In order to learn more about the Mississippi Education Scorecards, that were released last week by The Center for Education Innovation, MSF talked with Babak Mostaghimi, Director of Community, Family, and School Engagement at The Center for Education Innovation, to learn more about what the Mississippi Education Scorecards are, how the project came to be, and why the scorecards are such an important tool for parents, teachers, school administrators, and community members. In order to see Babak’s answer to each question simply click on the question link and you will be directed to his answer. The Mississippi Education Scorecards can be viewed online by clicking here.

 

 

Q: What are the Education Scorecards?

Q: How did the project come to be?

Q: How was the data collected?

Q: How are the Education Scorecards different or better than the Children First report cards mandated by the legislator?

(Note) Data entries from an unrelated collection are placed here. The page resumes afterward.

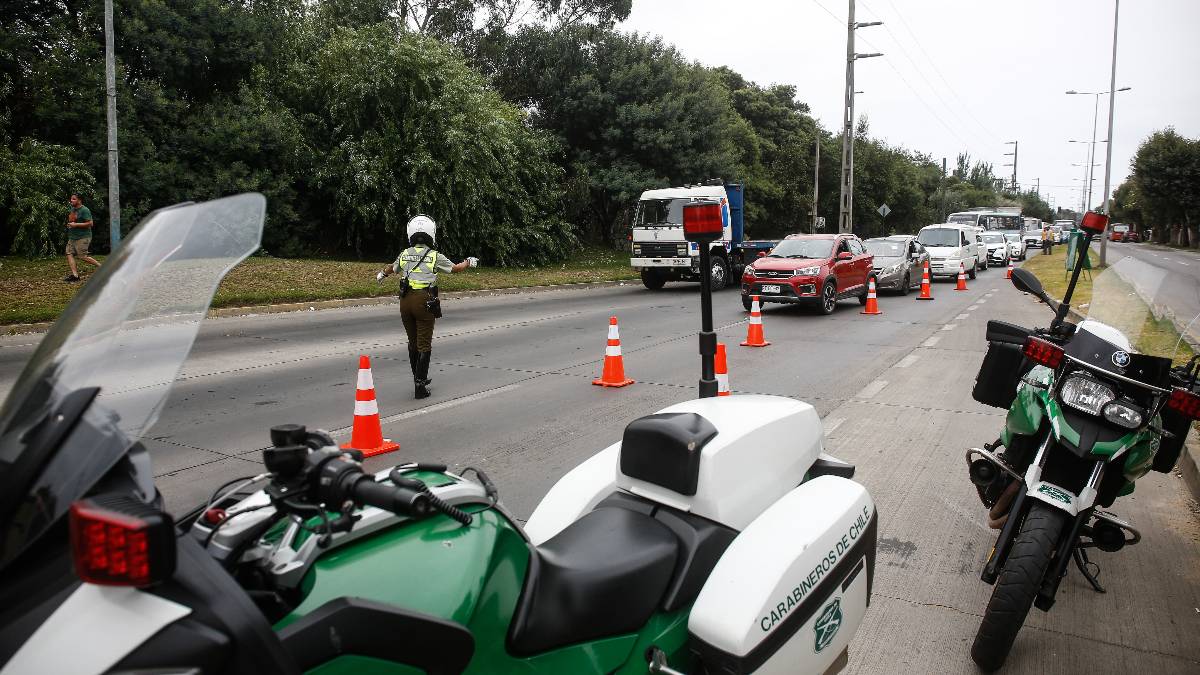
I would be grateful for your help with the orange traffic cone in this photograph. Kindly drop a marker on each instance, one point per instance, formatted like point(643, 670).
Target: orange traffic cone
point(367, 435)
point(613, 366)
point(754, 333)
point(723, 371)
point(873, 303)
point(924, 285)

Q: Was there anything interesting that you discovered from the data once it was collected and presented?

Q: How should communities, parents, school districts use this information?

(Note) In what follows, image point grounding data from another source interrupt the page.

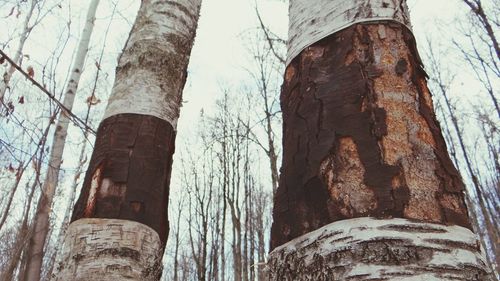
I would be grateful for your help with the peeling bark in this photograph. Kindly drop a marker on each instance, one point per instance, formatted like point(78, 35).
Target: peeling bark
point(109, 249)
point(311, 23)
point(360, 140)
point(129, 172)
point(388, 249)
point(360, 136)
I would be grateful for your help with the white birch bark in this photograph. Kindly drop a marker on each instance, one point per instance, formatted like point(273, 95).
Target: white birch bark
point(36, 254)
point(380, 249)
point(149, 80)
point(310, 22)
point(109, 249)
point(150, 75)
point(4, 82)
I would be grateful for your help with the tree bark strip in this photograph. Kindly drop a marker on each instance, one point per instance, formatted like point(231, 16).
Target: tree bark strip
point(127, 182)
point(361, 140)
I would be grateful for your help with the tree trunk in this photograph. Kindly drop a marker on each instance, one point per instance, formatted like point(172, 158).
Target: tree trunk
point(361, 140)
point(5, 80)
point(119, 226)
point(42, 215)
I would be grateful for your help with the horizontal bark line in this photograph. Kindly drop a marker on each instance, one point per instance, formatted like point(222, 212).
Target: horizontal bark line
point(109, 249)
point(381, 249)
point(360, 137)
point(331, 16)
point(152, 70)
point(129, 172)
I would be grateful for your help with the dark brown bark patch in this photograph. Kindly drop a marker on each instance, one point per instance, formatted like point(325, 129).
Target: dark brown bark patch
point(345, 87)
point(133, 157)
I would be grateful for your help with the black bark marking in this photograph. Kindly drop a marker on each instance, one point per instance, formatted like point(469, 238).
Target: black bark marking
point(135, 155)
point(324, 83)
point(325, 78)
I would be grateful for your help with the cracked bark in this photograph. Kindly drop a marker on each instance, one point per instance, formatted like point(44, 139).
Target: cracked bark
point(360, 139)
point(119, 225)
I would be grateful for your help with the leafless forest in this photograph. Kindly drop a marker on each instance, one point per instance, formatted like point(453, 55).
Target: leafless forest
point(57, 71)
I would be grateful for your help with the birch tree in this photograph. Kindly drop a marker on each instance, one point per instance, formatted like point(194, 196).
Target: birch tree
point(119, 225)
point(367, 189)
point(26, 30)
point(42, 215)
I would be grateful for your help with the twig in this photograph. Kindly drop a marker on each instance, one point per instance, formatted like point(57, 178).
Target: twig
point(75, 119)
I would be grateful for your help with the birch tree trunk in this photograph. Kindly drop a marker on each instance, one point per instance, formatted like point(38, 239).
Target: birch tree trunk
point(42, 215)
point(119, 225)
point(367, 191)
point(5, 80)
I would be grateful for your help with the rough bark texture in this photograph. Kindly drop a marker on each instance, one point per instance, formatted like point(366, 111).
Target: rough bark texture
point(110, 249)
point(41, 219)
point(360, 136)
point(388, 249)
point(129, 172)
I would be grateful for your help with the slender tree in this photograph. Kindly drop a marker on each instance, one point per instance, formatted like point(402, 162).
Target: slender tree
point(42, 215)
point(119, 225)
point(7, 75)
point(367, 190)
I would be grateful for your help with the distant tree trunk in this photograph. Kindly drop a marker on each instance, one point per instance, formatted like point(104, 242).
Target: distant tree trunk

Q: Where can the Scorecards be accessed?

Q: What are the Education Scorecards?


Babak: The Education Scorecards are a community engagement initiative at the Center for Education Innovation that takes already public data from many spreadsheets, multiple online sources, and existing accountability reports from the Mississippi Department of Education and local school districts and puts them into a one-page, color-coded, people-friendly document that parents, community members, and school personnel can easily understand. The Scorecards do NOT advocate for any particular reform, change, or stance but simply lay out data in an easy to read manner so that parents, families, schools, and communities can make informed decisions to support their children.

 

Q: Why did you want to create the Scorecards?

Babak: We created the Education Scorecards to improve academic outcomes for children across Mississippi. The key to making good choices and improving schools is to know where we are and our history of academic performance so that we know the starting point for moving to success. If parents, businesses, and communities want to know how to help, they need to know where the challenges are. If school districts want to reach out to other districts to share and learn best practices, they need to be able to see how other districts are doing in specific areas. While you could find all this data before, the Education Scorecards made it easier to access and understand so that everyone can focus on student success.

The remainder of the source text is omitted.